The post highlighted that the Mantra chain continued operating without interruption during the price drop, even with transaction volumes at all-time highs.
OM crash is result of “aggressive leverage positions”
Mullin pushed back on the idea that the broader industry, including exchanges, should be blamed for the OM crash, saying that any listed project could experience a similar downturn.
“To be specific, exchange policies that allow investors to take aggressive leverage positions on top of their own tokens are enormously risky,” Mullin told Cointelegraph.

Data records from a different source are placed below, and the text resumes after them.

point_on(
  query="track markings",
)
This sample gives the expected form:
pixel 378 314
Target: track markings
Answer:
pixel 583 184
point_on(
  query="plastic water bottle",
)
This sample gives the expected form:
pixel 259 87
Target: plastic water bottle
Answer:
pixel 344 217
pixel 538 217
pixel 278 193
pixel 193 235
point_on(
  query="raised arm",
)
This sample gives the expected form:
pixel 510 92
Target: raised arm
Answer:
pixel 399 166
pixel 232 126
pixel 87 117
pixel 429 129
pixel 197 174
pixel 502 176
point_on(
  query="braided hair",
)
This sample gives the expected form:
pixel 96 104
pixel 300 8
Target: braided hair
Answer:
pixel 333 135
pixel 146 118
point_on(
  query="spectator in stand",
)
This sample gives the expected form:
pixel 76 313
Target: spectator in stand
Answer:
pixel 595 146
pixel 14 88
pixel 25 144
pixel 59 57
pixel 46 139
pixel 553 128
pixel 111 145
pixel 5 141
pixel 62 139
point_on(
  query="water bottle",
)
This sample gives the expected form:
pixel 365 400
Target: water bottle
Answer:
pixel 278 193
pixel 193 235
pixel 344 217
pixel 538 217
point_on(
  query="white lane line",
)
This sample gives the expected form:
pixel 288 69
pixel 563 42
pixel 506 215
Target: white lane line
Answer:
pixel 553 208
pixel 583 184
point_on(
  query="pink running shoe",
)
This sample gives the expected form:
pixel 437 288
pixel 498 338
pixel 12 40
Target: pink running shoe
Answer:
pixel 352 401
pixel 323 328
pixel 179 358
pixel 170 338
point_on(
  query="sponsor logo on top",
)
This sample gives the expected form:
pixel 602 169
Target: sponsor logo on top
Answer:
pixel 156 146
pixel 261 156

The CEO did not point to any particular leverage positions or exchanges, stating:
“There are reasons that these kinds of positions are allowed by exchanges, but we should acknowledge that it does increase risk for projects across the industry and it’s a conversation we should all be having.”
Mantra has refrained from naming any exchange following the OM liquidations, though social media speculation suggests OKX as a possible contributor. “Let’s finish that report,” one commentator to Mantra’s post said on X, adding: “Make sure a liquidation cascade can never happen again on OKX.”
The industry seems unwilling to respond
While Mantra has repeatedly called for collaboration with exchanges, the issue does not appear to have been meaningfully addressed by crypto trading firms.
OKX has declined to comment on the Mantra situation or potential policy collaboration in the aftermath of the OM token crash, despite multiple requests from Cointelegraph.
In the meantime, OKX CEO Star Xu was one of the first crypto executives to highlight the massive scale of the OM crash shortly after the incident occurred on April 13, calling it a “big scandal to the whole crypto industry.”
Binance did not immediately respond to Cointelegraph requests for comment.